Is spending time in Florida on your bucket list?
Better get there sooner, rather than later.
Climate change science shows that rising sea levels associated with global warming will in time eradicate Florida’s contemporary Atlantic coastline, including Miami and environs, most likely within 20 to 30 years. This is expected to play out seriously in the Miami area’s heavily populated Dade County, where the highest point above sea level is the county landfill. If you considering buying — or renting — a sea-view condo in Miami or nearby Fort Lauderdale or Coral Gables, do it soon, or think again. There are apparently great deals on long-term-lease condos in Kansas.
Miami aside, there is Florida’s Gulf Coast, 160 miles west of Dade County via the Alligator Alley highway that transverses the Everglades between Miami and Tampa. Gulf of Mexico communities include more than a few booming metroplexes: Tampa, Clearwater, Sarasota, Ft. Myers/Cape Coral and Naples. While Florida’s Gulf Coast is expected to be less vulnerable to rising sea levels than are Atlantic Ocean communities, the Gulf Coast is more vulnerable to hurricanes with intensities enhanced by climate change. The Gulf Coast region has also become a meteorological magnet for both heavy rains and killer tornadoes. Apparently, even Dorothy and Toto can’t safely winter near Naples.
For generations Florida’s Gulf Coast beaches have been a ritual-of-spring Mecca for college students from “up north.” Think bottomless beer that begets bottomless bikinis, both of which fuel 24/7 partying. Florida’s Gulf Coast beaches are spring break’s epicenter. But, this spring, the once-pristine waters lapping beachfront hormone habitats are more porta-potty brown than pristine sea-green. Why? Because heavy February rains in central Florida inundated rivers that drain into the Gulf from inland “lakes” — man-made drainage reservoirs adjacent to inland cattle ranches (think manure) and orange groves (think pesticides). Central Florida areas that historically deal with less than two inches of rainfall in February saw as many as 13 inches of rain this February, driven by an aberrant climate-change El Nino weather pattern, with more rain forecast before central Florida’s historical rainy season that historically begins in June.

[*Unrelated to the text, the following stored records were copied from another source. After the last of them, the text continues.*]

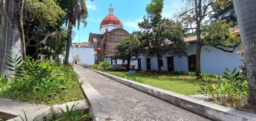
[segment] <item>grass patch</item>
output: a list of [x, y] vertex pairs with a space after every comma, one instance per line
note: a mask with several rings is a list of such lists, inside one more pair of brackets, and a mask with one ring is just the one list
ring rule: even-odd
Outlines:
[[[23, 77], [11, 78], [9, 84], [4, 87], [1, 87], [0, 84], [0, 97], [49, 105], [84, 99], [77, 82], [78, 75], [73, 71], [72, 65], [66, 66], [57, 63], [50, 65], [51, 69], [52, 69], [51, 73], [40, 80], [34, 81], [36, 87], [28, 88], [29, 86], [24, 85], [26, 84], [20, 83], [36, 79], [27, 76], [27, 74]], [[39, 83], [40, 81], [43, 83]], [[57, 86], [52, 86], [55, 84]]]
[[151, 72], [138, 74], [129, 74], [123, 71], [106, 71], [106, 72], [121, 77], [123, 77], [124, 76], [120, 75], [141, 78], [142, 80], [140, 82], [141, 83], [185, 96], [200, 94], [197, 90], [200, 90], [199, 84], [201, 84], [202, 81], [195, 76]]

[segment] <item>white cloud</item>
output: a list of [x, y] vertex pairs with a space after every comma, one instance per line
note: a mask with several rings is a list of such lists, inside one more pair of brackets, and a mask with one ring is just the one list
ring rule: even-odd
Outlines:
[[97, 9], [97, 6], [93, 3], [90, 3], [89, 4], [87, 4], [87, 8], [88, 9], [96, 10]]
[[181, 2], [179, 0], [169, 0], [164, 1], [164, 3], [162, 16], [163, 18], [171, 18], [180, 7]]

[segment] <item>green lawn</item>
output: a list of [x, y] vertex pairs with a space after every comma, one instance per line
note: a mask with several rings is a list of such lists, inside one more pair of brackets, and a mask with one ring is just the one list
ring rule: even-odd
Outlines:
[[127, 72], [123, 71], [106, 71], [106, 72], [115, 72], [125, 75], [126, 76], [139, 77], [144, 81], [142, 83], [143, 84], [185, 96], [200, 93], [197, 90], [200, 90], [199, 84], [202, 83], [202, 81], [195, 76], [177, 76], [148, 72], [131, 74]]

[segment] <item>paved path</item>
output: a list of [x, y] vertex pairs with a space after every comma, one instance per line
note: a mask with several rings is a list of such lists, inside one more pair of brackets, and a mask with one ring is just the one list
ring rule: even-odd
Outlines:
[[123, 120], [209, 120], [89, 69], [75, 67]]

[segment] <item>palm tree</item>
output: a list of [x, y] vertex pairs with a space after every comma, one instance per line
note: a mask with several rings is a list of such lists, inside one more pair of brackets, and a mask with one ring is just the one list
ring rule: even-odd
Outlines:
[[69, 56], [69, 49], [71, 43], [72, 33], [73, 27], [77, 24], [77, 29], [79, 30], [80, 23], [83, 23], [85, 25], [87, 23], [85, 19], [88, 17], [87, 7], [84, 0], [63, 1], [64, 10], [66, 10], [65, 24], [68, 25], [68, 32], [67, 41], [66, 55], [65, 58], [65, 64], [68, 64]]
[[[6, 54], [20, 55], [19, 1], [1, 1], [0, 3], [0, 74], [6, 72]], [[7, 72], [9, 74], [8, 72]]]
[[245, 51], [250, 101], [256, 105], [256, 0], [233, 0]]

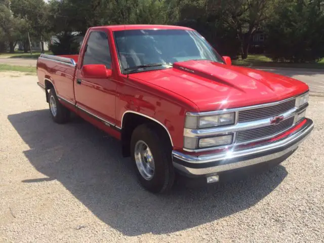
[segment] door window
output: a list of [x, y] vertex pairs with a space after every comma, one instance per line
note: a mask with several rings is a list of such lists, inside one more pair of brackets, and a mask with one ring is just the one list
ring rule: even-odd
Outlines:
[[86, 48], [83, 65], [104, 64], [107, 68], [111, 68], [111, 58], [106, 33], [90, 33]]

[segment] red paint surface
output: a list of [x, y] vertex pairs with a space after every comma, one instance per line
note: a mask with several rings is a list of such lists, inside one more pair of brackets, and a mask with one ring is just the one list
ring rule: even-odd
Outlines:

The impact of southwest Florida’s ecological chaos extends well beyond spooking spring breakers, whose booze-induced, credit card meltdown spending represents a significant economic impact for southwest Florida. What has transpired weather-wise over the last month has devastated the Gulf Coast fishery. The massive influx of polluted fresh water into the salt-water Gulf of Mexico has caused an off-shore exodus of once-lucrative Gulf Coast marine species — among them grouper, Spanish mackerel, pompano, stone crab, pink shrimp and mullet. “Normally, I do a thousand pounds a day,” a Pine Island mullet fisherman recently told a local newspaper. “I’ve got about 400 pounds today.”
Another mullet fleet overseer said this: “My fishermen have been fishing their whole lives and they’ve been saying the same things. The water quality is so bad that the mullet are not coming back or have been killed by red tide. … This is very sad. This is all I’ve done my whole life. You sit back and see your livelihood go down the drain.” It’s a Gulf Coast variation of a sad song familiar to those long-involved in the now-defunct Maine shrimp fishery.
Offshore, central and southwest Florida have been dealing with a recent rash of tornadoes, a climactic crisis in an area replete with basement-less mobile homes. For years, Florida has held the national distinction of experiencing the most thunderstorms per square mile, but recently those thunderstorms have increased to intensities that spawn serious tornadoes. In January of this year, a tornado 40 miles southeast of Tampa killed two and destroyed or damaged dozens of homes.
Curiously, a popular roadhouse bar and restaurant in that same area has this sign posted in the hallway leading to the restrooms: “In case of tornado, gather in the men’s room near the urinal. It hasn’t been hit in years.”
Tom Walsh is an award-winning health and science writer who, when not escaping Downeast winters in Florida, works from his home in Gouldsboro.